The benefits of domiciling a fund in Ontario include effective and efficient tax codes, reliable government, and a growing startup ecosystem. In addition, compared to jurisdictions like the Cayman Islands, Ontario has less onerous KYC requirements for investors. Anecdotally, there is an interest from fund managers in LatAm in forming their funds in Ontario given the business friendly regulations and that investors are comfortable investing in a Canadian domiciled fund (i.e. there are no reputational concerns as with Cayman funds). 

Fund offerings made to the public in Ontario require that the fund’s prospectus be registered with the Ontario Securities Commission (OSC) however, venture capital funds may be able to rely on exemptions that preclude them from government registration.
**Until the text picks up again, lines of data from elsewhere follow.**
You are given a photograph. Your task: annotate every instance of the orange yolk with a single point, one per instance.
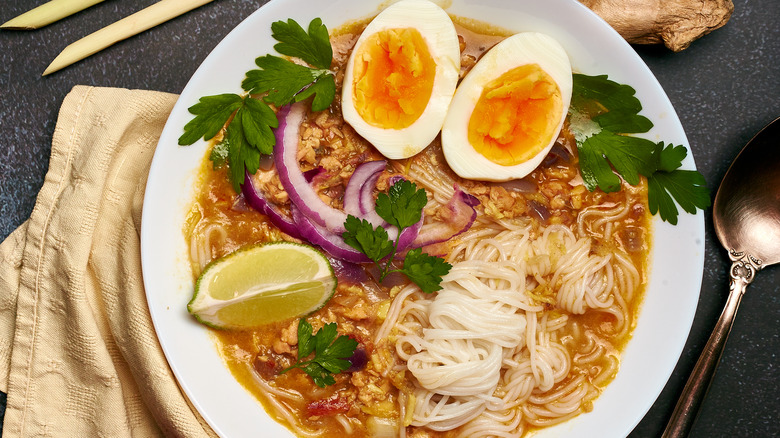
(393, 82)
(516, 115)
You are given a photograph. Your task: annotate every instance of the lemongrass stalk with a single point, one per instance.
(47, 13)
(142, 20)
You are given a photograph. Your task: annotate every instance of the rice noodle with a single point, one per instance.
(484, 352)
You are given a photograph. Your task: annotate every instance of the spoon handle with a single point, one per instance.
(743, 270)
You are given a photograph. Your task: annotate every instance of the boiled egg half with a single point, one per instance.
(401, 77)
(509, 109)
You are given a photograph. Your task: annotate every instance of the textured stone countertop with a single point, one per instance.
(725, 87)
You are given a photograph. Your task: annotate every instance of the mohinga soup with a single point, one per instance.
(546, 276)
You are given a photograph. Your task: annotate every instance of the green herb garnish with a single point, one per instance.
(401, 206)
(281, 81)
(602, 112)
(330, 352)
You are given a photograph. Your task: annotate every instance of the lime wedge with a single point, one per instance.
(261, 284)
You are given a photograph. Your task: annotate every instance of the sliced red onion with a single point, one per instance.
(329, 241)
(363, 180)
(462, 216)
(557, 152)
(301, 193)
(349, 272)
(259, 202)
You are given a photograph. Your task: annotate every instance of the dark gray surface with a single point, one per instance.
(725, 87)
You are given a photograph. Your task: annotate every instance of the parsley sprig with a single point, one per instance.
(330, 352)
(280, 81)
(402, 206)
(614, 109)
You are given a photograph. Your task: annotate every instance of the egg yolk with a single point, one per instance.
(394, 74)
(516, 115)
VC funds typically rely on the accredited investor exemption and the minimum amount investment exemption. Note the accredited investor definition in Ontario differs from definition in the United States. In addition, if an offering is being made to investors in another province, the fund may be subject to the securities laws of the other province. 

Limited Partnerships are tax transparent so capital gains flow through to the underlying investors. Capital gains may be taxed in Canada if such gains result from business carried out in Canada. Resident taxpayers are subject to Canadian tax, but non-residents are not subject to withholding tax on the profits received from the fund.